Nurse call systems have changed quite a bit over the years. In facilities today, these systems are used to achieve several functions. However, the meaning of a nurse call system remains the same as well as its fundamental function.
Nurse call systems are equipment used by a patient to alert or communicate with a caregiver. It goes without saying that since the fundamental function has remained the same, the standard components would remain the same.
There are certain basic components of any nurse call system. Each of these components plays a role in making the system work as it should, ensuring the safety of patients and caregivers.
Standard Components of a Nurse Call System
The UL 1069 code governs the placement, notification, and resetting of patient-initiated and staff-initiated signals. This code also states the basic requirements in a nurse call system.
The Facility Guidelines Institute (FGI) also provides some guidelines on the device requirements for different room types. You might also want to check which codes your state adopts.
While modern development has enabled nurse call systems to do more, we have traditional components that are always a must. We have explained them below.
The master station is usually located at the nurse station, out of the seeing and hearing range of patients. It allows for the visible and audible annunciation of calls. The master station has two primary pieces of equipment to enable this function.
- A telephone handset with LCD screen
- A PC-based central console with telephony capabilities
The central console helps in prioritizing calls, checking call status and room numbers. It can track and display the time of call initiation. The hospital could also program it for call reminders based on a pre-determined time for call attendance.
A room station is a station that allows patients or staff to signal for assistance. The communication is usually initiated by the simple press of a button or the pull of a cord. It could signal for nurse assistance or code blue. FGI specifies the type of communication needed in each type of room.
Primarily, this station is located at the patient's bedside. The button is usually on the pillow speaker. The speaker can have other functions like temperature, television, and lighting control. Other advanced functions can also be connected to the patient station to monitor bed rail position and medical equipment.
However, the FGI has identified other positions like the toilet station, shower station, and caregiver-initiated station, which we will discuss below.
This station is a simple pull cord that allows patients to seek assistance for getting on or off the toilet. It should be located strategically such that patients can activate it while lying down in the case of a fall.
This station is similar to the toilet station. The difference lies in the fact that the station is designed to handle the wet environment of a shower.
This station is usually a wall-mounted push button and allows caregivers to call for help from the master station. FGI only requires it in certain types of rooms.
Call devices in a room station come in different shapes and sizes. Some are cord sets with adapters, while others are pendant style with a push-button switch. The wall-mounted devices with push buttons and lights are the most common, though. FGI can give you more insight into what's best for your facility.
Duty and Staff Stations
These stations are usually located in hallways and other remote areas that a caregiver could access. There are strategically placed for caregivers to know of calls even when they are in break rooms, nourishment stations, linen rooms, and other such areas.
A duty station has an audible and visual indication of an initiated call. On the other hand, a staff station provides two-way voice communication along with the functions of the duty station. Duty stations are no longer widely manufactured, though. Most manufacturers produce staff stations and market them as a duty/staff station.
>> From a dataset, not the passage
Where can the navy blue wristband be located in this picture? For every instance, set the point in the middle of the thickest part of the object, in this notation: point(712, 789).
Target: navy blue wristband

The station can either show the specific patient calling or allow the caregiver to communicate with the master station to maintain confidentiality.
These multi-colored LEDs are placed in front of every room with a call initiation station. It makes response time faster as nurses can quickly locate the room needing help. Other than expediting response time, dome lights can also communicate additional messages to nurses or caregivers. Some of those information include;
- A different color for each type of emergency
- Flashing patterns or pulsing to distinguish the level of need
- Used with staff locator technology to show the type of caregiver in the room
Dome lights are usually mounted where they can be seen from the nurse station for maximum effectiveness. Where this is not possible, zone lights are used for quicker location till the specific room is seen.
All Work Together!
All these standard components of nurse call systems work together to achieve their purpose. That's why it's a system and not just one piece of equipment. The room stations are used for call initiation, nurses are alerted about the emergency at the master station or other duty/staff stations, and dome lights make it easy to locate the room with the emergency and respond promptly.
Nurse call systems of today have added more components and features. However, you can never do away with the standard components that we have discussed above.